Challenging Curricular Apartheid

The teaching we observed at Sunnyside Environmental School showed us what happens when teachers collaborate across disciplines. Unfortunately, in too many schools, the environmental crisis seems to have become a kind of curricular hot potato. No discipline wants to claim the crisis as its own. We get it. We are both high school social studies teachers and we often bump up against our own shaky grasp on scientific concepts, trying to recall details from past biology and chemistry classes. While teaching one climate lesson at Lincoln High School, a student made an assertion about the impact of methane versus carbon dioxide that stumped us both and sent us combing through IPCC reports that evening. We try not to let these moments force us to retreat into the silo that traditionally has been considered social studies. And we’ve spoken with science teachers who feel that analyzing the social causes and effects of climate change reaches beyond their curricula or of their own knowledge. Similarly, teachers in language arts, mathematics, world languages, business, physical education, or art may wonder, “What does this have to do with my class?”
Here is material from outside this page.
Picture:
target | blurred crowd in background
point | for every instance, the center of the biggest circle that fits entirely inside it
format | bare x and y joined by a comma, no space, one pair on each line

But in this moment of crisis, it’s imperative that we reject artificial barriers between disciplines. Throughout this book we’ve featured stories from educators who consciously cross conventional curricular boundaries—see for example, “Carbon Matters” (p. 110), “Science for the People” (p. 273), “Measuring Water with Justice” (p. 297), and “Facing Cancer” (p. 309). Throughout the curriculum, educators can collaborate to help students become the scientist-activists they need to be. Confronting the toxic injustice that has become one of the defining features of our time requires us immediately to begin constructing a fossil fuel-free world built on principles of ecology and justice, rather than profit and endless growth. No matter which classes we teach, educators need to find ways to help young people develop the analytical tools to understand the causes of the environmental crisis and to exercise their utopian imaginations to consider alternatives.

Political and Educational Context

In an article in the Guardian, Naomi Klein, author of This Changes Everything: Capitalism vs. the Climate, laments the “bad timing” of the climate crisis:

Our problem is that the climate crisis hatched in our laps at a moment in history when political and social conditions were uniquely hostile to a problem of this nature and magnitude—that moment being the tail end of the go-go 80s, the blast-off point for the crusade to spread deregulated capitalism around the world. Climate change is a collective problem demanding collective action the likes of which humanity has never actually accomplished. Yet it entered mainstream consciousness in the midst of an ideological war being waged on the very idea of the collective sphere.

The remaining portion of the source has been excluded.